Japan should create its digital currency within 2-3 years, says a senior lawmaker

Yogita Khatri

A senior lawmaker from Japan’s ruling Liberal Democratic Party has said that the country should create its own digital yen within the next 2-3 years.

“The sooner the better. We’ll draft proposals to be included in government’s policy guidelines, and hopefully make it happen in two-to-three years,” Kozo Yamamoto told Reuters on Monday. The lawmaker’s remarks highlight the pressure Japan feels against China’s progress on digital currency.

Last month, another group of Japanese lawmakers, led by former economy minister Akira Amari, said that they are working on a proposal to issue digital currency. Yamamoto today said he would work with Amari to push the government to adopt their proposals.

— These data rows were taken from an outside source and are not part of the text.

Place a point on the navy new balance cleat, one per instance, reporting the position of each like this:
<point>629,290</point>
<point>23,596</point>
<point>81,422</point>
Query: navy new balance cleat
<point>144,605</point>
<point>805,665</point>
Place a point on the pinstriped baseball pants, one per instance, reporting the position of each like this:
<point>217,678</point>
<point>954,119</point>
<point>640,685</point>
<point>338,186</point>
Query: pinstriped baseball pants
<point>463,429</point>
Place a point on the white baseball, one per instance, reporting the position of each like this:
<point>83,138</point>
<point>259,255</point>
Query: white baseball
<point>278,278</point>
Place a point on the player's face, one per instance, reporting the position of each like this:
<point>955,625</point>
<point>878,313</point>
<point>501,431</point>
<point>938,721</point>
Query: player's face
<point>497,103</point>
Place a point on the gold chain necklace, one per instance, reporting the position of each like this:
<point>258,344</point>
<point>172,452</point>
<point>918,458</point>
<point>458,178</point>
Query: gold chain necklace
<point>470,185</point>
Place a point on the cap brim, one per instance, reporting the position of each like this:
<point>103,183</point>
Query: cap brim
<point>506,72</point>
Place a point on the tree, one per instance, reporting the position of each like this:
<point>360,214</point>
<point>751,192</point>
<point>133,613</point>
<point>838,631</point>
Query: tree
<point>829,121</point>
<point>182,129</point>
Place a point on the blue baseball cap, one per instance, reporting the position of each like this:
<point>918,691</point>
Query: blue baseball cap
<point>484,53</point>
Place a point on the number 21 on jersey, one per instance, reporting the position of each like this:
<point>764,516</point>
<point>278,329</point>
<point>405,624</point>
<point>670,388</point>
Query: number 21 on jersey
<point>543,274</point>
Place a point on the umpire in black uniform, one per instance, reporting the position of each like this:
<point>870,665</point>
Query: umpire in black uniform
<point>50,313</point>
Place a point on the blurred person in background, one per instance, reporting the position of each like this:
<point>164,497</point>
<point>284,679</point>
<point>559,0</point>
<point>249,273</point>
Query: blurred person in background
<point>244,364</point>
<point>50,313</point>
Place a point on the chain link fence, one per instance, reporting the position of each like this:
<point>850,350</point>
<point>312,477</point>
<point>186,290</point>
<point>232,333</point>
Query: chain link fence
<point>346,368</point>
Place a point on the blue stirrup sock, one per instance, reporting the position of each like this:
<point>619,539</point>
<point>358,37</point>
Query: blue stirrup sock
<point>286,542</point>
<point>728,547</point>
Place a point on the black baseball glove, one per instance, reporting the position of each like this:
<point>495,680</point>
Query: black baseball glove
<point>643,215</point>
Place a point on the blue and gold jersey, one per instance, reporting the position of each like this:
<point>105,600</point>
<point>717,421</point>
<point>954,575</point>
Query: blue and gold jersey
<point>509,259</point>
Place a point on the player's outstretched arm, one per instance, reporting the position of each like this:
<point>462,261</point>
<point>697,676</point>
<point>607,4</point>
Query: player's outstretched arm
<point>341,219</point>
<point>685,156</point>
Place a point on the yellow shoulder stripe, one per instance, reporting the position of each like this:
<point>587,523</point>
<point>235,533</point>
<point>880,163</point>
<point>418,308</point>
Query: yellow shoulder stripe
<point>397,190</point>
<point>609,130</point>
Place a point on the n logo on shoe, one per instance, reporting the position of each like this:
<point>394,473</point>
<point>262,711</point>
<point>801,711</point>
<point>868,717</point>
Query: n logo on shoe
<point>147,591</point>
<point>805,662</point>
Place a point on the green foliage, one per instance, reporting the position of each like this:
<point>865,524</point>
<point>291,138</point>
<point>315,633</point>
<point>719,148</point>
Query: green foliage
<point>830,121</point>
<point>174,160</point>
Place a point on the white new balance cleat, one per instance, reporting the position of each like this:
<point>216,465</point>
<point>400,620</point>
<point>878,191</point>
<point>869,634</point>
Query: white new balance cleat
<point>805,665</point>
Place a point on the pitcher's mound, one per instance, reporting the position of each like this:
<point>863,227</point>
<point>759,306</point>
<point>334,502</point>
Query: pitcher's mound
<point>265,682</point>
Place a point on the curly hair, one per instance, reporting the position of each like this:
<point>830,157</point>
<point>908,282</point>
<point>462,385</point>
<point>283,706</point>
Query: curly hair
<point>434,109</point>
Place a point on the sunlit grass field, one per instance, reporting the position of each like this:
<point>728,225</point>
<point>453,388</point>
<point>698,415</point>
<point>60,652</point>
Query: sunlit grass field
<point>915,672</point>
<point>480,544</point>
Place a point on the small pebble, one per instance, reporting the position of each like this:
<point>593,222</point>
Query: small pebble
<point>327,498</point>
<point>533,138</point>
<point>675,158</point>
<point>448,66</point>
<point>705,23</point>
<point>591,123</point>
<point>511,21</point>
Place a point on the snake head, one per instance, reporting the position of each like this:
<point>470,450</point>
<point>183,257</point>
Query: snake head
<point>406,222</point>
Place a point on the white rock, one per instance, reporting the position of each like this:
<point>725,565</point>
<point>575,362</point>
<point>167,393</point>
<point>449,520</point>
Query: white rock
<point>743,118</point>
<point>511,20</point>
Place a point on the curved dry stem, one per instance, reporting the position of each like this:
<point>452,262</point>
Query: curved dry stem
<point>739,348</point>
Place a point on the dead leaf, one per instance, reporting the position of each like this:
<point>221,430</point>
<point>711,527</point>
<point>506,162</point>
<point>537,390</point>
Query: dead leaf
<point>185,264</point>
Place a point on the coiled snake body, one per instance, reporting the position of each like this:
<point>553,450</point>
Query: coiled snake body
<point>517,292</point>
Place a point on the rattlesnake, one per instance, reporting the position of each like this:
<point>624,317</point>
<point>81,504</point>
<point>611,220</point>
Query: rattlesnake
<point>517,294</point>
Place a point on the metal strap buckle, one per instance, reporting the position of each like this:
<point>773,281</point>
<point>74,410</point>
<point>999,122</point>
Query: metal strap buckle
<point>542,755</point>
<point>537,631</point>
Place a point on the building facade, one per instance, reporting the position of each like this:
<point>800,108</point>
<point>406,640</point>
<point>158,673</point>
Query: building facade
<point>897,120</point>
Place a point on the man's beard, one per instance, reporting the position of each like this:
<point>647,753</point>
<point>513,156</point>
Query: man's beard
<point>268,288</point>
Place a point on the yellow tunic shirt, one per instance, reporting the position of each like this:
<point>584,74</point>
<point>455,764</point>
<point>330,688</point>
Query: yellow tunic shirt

Japan wants to curb the potential influence of China’s upcoming digital yuan. Norihiro Nakayama, a lawmaker from Japan’s ruling party, recently said that China’s digital currency is “a challenge to the existing global reserve currency system and currency hegemony” and that Japan would need U.S. support to counter China’s efforts.

The Bank of Japan, the country’s central bank, has started initiatives to research digital currencies. Last month, it joined hands with five other major central banks - the Bank of England, the Bank of Canada, the European Central Bank, the Sveriges Riksbank (Sweden) and the Swiss National Bank - to explore digital currencies.

"If each country manages to control flows of money with their own (digital) currencies, that could prevent a big swing at a time of crisis and stabilize their own economy," Yamamoto said today.